November 24, 2008

Pioneertown zone may go commercial



By Stacy Moore
Hi-Desert Star




Riders reenact a Pony Express mail delivery in Pioneertown every year to lead up to Grubstake Days.


PIONEERTOWN — The county government is moving to change this community’s downtown zoning from residential to commercial to allow more businesses to locate in this former Western-movie backdrop.

Dave Dawson, a senior planner with San Bernardino County’s Land Use Services Department, said county staff is working on the process to change the land designation from special development residential to special development commercial.

It will affect 30 acres bounded by Rawhide Road on the north, Curtis Road on the east, Tom Mix Road on the west and Pioneertown Road on the south.

The zoning change would have to be approved by the planning commission in a meeting that probably won’t happen until February 2009 or later, Dawson said.

The zoning change was requested last year while the county was updating its General Plan, he said.

“If there’s ever to be a viable economic entity again out there, we have to have some commercial designation,” Dawson declared.

The rezoning is not being considered for a specific business, said Dawson, who emphasized, “There is no project on the board at this time.”

Construction of single-family houses would not be allowed in the new zone; the only type of housing allowed would be multi-family or a combination of home and business.
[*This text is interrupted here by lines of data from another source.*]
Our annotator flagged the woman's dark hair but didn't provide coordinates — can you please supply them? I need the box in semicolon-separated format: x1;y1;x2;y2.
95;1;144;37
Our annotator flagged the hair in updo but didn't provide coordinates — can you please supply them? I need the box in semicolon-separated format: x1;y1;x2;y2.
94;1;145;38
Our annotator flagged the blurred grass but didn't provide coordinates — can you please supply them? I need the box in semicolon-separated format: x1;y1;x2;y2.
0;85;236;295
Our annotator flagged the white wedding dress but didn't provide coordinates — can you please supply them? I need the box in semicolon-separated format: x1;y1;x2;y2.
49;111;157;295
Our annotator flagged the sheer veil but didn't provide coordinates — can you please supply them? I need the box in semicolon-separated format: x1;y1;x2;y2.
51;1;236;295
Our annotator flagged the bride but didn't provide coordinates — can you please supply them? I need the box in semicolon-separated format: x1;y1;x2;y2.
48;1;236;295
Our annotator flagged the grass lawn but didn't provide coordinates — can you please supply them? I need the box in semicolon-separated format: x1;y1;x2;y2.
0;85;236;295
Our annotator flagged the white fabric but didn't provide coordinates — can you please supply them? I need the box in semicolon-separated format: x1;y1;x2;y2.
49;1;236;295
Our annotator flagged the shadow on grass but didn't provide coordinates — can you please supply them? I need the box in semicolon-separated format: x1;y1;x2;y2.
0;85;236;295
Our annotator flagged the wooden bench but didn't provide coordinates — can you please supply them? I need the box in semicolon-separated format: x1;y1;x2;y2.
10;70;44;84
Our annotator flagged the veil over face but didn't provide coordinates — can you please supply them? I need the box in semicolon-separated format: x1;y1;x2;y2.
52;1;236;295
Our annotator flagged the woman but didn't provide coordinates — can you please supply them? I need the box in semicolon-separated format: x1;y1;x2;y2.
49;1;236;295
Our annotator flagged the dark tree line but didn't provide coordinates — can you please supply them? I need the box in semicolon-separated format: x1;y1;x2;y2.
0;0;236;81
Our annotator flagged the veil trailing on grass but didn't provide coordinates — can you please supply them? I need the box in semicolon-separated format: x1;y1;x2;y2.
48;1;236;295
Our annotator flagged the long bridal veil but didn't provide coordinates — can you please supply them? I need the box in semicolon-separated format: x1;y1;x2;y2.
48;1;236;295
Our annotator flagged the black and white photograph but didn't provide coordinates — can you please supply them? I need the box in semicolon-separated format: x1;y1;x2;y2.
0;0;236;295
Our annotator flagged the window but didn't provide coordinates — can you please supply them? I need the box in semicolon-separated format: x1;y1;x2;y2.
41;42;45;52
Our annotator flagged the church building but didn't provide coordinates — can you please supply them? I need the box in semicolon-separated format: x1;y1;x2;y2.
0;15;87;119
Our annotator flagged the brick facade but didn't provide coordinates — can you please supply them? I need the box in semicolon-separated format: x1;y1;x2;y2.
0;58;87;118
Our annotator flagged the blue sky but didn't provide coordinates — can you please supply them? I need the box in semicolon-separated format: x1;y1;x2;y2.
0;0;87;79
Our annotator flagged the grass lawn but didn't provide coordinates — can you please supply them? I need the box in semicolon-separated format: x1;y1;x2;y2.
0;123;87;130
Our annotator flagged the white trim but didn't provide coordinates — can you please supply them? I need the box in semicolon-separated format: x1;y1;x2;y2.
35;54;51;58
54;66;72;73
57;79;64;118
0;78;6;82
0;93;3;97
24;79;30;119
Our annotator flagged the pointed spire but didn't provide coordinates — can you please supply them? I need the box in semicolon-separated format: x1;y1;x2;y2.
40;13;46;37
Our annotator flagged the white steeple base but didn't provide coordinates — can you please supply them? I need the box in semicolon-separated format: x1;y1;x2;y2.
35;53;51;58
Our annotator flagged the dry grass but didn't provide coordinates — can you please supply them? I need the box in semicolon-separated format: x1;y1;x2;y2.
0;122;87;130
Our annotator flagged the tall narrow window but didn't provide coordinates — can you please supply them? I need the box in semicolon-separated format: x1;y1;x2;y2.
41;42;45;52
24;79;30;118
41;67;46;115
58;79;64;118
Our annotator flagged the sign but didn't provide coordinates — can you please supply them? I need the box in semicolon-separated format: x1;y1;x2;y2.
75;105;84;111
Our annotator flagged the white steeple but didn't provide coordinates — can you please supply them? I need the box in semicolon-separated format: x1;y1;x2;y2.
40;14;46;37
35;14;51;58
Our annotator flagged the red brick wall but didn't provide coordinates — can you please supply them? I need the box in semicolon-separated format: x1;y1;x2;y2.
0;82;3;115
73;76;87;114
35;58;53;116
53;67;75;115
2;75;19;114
Dawson offered an example of a dentist who kept an office in the front of his building and lived in back.

Existing single-family homes would be allowed to stand if the zoning changes, he said, as long as the buildings were properly permitted.

Dawson expressed hope that new businesses would help Pioneertown in the long run.
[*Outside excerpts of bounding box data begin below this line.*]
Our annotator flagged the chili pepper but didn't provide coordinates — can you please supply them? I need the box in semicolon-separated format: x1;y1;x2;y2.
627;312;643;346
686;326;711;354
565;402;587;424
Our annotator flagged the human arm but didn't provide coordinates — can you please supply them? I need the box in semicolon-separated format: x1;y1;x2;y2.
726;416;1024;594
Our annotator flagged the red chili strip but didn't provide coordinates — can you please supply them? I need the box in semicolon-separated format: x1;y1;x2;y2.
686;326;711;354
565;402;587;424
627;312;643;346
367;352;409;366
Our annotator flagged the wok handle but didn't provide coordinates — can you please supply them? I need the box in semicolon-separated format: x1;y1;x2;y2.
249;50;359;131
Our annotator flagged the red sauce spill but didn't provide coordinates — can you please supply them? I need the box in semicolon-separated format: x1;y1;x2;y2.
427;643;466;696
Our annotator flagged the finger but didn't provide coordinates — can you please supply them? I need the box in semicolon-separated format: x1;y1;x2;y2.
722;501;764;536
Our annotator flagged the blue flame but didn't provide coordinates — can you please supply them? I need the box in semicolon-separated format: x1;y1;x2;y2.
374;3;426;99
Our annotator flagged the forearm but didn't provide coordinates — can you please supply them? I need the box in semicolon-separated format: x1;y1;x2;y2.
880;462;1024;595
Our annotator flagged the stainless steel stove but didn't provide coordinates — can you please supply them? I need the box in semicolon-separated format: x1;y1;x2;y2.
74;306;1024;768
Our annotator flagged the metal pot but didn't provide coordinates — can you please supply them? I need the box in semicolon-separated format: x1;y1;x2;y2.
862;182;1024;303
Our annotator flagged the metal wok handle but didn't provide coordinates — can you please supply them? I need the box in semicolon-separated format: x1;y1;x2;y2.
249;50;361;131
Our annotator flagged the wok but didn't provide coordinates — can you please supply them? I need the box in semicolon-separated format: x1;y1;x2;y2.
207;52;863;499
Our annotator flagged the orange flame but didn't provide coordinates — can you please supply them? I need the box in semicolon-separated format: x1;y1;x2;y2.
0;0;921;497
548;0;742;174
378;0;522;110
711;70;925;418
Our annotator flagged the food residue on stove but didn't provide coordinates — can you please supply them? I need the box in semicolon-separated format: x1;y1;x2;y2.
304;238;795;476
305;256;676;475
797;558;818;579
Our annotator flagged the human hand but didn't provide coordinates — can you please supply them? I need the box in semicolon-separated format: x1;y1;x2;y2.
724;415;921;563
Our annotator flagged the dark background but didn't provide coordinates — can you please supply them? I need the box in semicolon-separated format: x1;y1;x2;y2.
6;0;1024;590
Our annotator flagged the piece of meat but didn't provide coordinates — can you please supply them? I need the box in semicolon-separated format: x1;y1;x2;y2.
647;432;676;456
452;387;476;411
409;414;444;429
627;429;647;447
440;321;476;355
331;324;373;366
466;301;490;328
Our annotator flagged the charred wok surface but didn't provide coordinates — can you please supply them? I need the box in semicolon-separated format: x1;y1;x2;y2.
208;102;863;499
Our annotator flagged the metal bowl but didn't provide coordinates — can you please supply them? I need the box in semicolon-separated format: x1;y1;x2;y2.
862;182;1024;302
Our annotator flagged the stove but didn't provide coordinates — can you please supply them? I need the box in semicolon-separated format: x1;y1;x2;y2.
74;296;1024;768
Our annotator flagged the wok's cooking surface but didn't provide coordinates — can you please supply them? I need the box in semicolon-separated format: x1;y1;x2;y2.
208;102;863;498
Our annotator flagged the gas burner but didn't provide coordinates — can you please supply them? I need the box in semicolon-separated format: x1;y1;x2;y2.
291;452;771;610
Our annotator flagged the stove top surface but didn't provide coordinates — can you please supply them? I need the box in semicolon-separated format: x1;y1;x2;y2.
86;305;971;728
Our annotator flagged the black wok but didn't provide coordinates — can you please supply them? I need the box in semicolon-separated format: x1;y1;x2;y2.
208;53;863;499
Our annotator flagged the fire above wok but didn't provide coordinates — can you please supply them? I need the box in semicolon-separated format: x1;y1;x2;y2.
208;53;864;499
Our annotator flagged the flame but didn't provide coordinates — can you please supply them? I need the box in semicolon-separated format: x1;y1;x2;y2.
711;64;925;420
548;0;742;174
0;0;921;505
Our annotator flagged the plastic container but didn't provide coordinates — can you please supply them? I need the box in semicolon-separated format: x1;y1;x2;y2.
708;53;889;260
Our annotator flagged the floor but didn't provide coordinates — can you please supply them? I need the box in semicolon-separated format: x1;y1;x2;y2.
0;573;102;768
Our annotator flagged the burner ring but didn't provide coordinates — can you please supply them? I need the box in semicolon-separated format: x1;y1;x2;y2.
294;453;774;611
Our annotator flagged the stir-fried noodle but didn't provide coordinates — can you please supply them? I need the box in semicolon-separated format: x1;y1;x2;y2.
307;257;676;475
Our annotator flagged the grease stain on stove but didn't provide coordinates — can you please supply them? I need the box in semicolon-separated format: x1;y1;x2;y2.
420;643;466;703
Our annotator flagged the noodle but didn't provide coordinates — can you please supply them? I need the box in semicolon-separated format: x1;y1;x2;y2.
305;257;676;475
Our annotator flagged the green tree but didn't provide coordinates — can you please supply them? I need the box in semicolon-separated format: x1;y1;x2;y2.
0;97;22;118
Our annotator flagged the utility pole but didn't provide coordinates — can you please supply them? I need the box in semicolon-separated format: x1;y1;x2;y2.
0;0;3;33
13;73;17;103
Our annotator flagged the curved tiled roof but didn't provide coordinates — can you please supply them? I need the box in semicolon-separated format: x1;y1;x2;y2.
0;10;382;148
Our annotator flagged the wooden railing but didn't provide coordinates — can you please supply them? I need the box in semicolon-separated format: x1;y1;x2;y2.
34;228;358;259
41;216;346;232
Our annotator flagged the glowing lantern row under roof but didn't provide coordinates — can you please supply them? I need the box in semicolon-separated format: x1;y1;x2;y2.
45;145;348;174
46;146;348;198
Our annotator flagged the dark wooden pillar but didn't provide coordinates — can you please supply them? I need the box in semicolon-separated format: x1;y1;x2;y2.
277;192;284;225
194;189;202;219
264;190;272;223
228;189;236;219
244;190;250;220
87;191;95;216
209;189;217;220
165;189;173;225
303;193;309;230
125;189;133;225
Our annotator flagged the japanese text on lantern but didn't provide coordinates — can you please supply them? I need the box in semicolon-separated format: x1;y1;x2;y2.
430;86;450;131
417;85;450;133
“Eventually, the town will hopefully come around with more economic vitality,” he said.

According to Dawson, businesses applying for permits would have to take into consideration the community’s Old West architecture and nature.

Pioneertown resident Guy Hann, whose house on Mane Street would fall inside the new zone, drafted a petition asking people to oppose the project.

“I have a problem with some of the types of businesses that they would allow,” Hann said when reached at his office Friday afternoon. “The types of businesses they would allow under special permitting are just ridiculous. There are alcoholics’ halfway houses and homeless shelters and those sorts of things, which wouldn’t be copacetic with the character of Pioneertown at all.”

Hann also pointed out new horse stables and livestock corrals would not be allowed in the commercial zone. “That’s what this little community is about,” he declared.

Dawson said existing horseback riding facilities and homes with corrals would be allowed to remain in the new zone.

Hann’s main fear is how much he doesn’t know about the plan. “Their agenda is unknown,” he said. “They’re not willing to disclose who has requested this revision or who initiated it. It’s their contention it’s just the County of San Bernardino that initiated it.”

“I’m scared of the unknown,” he concluded. “I just don’t know what kind of repercussions this would have on my home.”

Public hearings before the planning commission and board of supervisors will be scheduled at a later date.